When times get tough it’s hard to remember He’s been there and He’s here with you. In times of trial, such as what I’m going through right now, I have a hard time believing Jesus is here in my midst. I’m sure I’m not the only one. I believe all of you are like that, too. I also am pretty sure Mom is feeling that way right now.
I refrained from posting this last night, but because a fellow traveler (and relative) indirectly asked me what was up, I figured I should post it here. Apparently yesterday after I left for work (not more than an hour after I left), Mom decided to pull some weeds in our yard and somehow lost her footing and fell on her wrist on our main driveway. 🙄
I missed Steven’s text message about it, even though I have my phone on me (perhaps it’s because I keep it on silence) whenever I go out and am at work. I only turn the sound on when I’m the manager on duty. Since I missed the text, about an hour later, Steven called the store to see if I could get off sooner to help get the house fixed up for Mom when she’d get home. First he said to get to the hospital, but after realizing that I probably wouldn’t be needed (they were in the process of discharging her by the time I got closer to home) so he told me to just head home.

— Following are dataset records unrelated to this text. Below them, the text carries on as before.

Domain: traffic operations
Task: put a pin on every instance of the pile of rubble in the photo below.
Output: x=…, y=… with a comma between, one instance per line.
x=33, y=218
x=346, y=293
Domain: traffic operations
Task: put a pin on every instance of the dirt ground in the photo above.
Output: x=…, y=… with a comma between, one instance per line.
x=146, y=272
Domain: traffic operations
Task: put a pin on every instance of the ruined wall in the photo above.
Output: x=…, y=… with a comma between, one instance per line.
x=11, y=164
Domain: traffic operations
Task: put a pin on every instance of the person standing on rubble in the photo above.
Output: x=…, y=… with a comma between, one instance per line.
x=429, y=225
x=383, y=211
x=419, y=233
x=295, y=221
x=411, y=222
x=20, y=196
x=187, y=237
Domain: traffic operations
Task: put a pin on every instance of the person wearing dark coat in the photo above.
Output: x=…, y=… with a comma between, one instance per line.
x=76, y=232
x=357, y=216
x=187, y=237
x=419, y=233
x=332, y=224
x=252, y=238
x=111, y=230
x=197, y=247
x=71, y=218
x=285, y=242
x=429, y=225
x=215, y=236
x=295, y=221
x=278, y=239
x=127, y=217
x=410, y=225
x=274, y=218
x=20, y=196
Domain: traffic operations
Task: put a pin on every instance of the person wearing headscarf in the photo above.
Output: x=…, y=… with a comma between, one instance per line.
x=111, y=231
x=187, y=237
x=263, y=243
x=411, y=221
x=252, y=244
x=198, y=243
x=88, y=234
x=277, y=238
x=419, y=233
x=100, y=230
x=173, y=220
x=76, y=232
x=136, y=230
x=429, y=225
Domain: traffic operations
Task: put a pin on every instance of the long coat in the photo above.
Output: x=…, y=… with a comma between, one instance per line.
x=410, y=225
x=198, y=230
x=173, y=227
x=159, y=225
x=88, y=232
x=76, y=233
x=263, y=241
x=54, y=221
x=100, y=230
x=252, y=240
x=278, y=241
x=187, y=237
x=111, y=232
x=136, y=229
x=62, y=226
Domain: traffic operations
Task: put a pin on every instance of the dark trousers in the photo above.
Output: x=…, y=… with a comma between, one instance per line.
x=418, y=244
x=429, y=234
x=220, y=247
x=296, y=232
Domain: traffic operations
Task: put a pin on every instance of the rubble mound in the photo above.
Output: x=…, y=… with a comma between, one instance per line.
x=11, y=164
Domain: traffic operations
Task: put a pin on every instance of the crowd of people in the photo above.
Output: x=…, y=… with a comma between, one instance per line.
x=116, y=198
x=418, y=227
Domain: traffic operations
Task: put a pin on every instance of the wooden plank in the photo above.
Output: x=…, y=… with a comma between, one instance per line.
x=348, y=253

Tomorrow, Monday, I guess she’ll be calling to make an appointment to see the orthopedic doctor/surgeon on Tuesday. On Tuesday she’ll be most likely making an appointment to have surgery on Wednesday (meaning I’m going to have to be at the hospital and not work). In case you can’t figure out by all this, yes, she broke her wrist and is now in a sling and hopefully will soon have a cast and the wrist will soon start to heal. I can only hope and pray that things will get better. Right now she’s on some pain medication that is supposed to ease her pain, but it also has made her lose her appetite, upset to her stomach, and a little dizzy.
All in all it’s been a challenge, but again being a leader is sort of my thing so I guess I’m up for this. I must say I’m very glad that Steven too can step up when needed. I just fear I’m out of time again on how to make things work so I can work from home and not be gone when things like this happen. This makes the second time (maybe the third) that things like this have happened and I am not happy one bit!
Well, I’m going to end my entry here and try to report back tomorrow. At the absolute latest, I’ll post Thursday after work.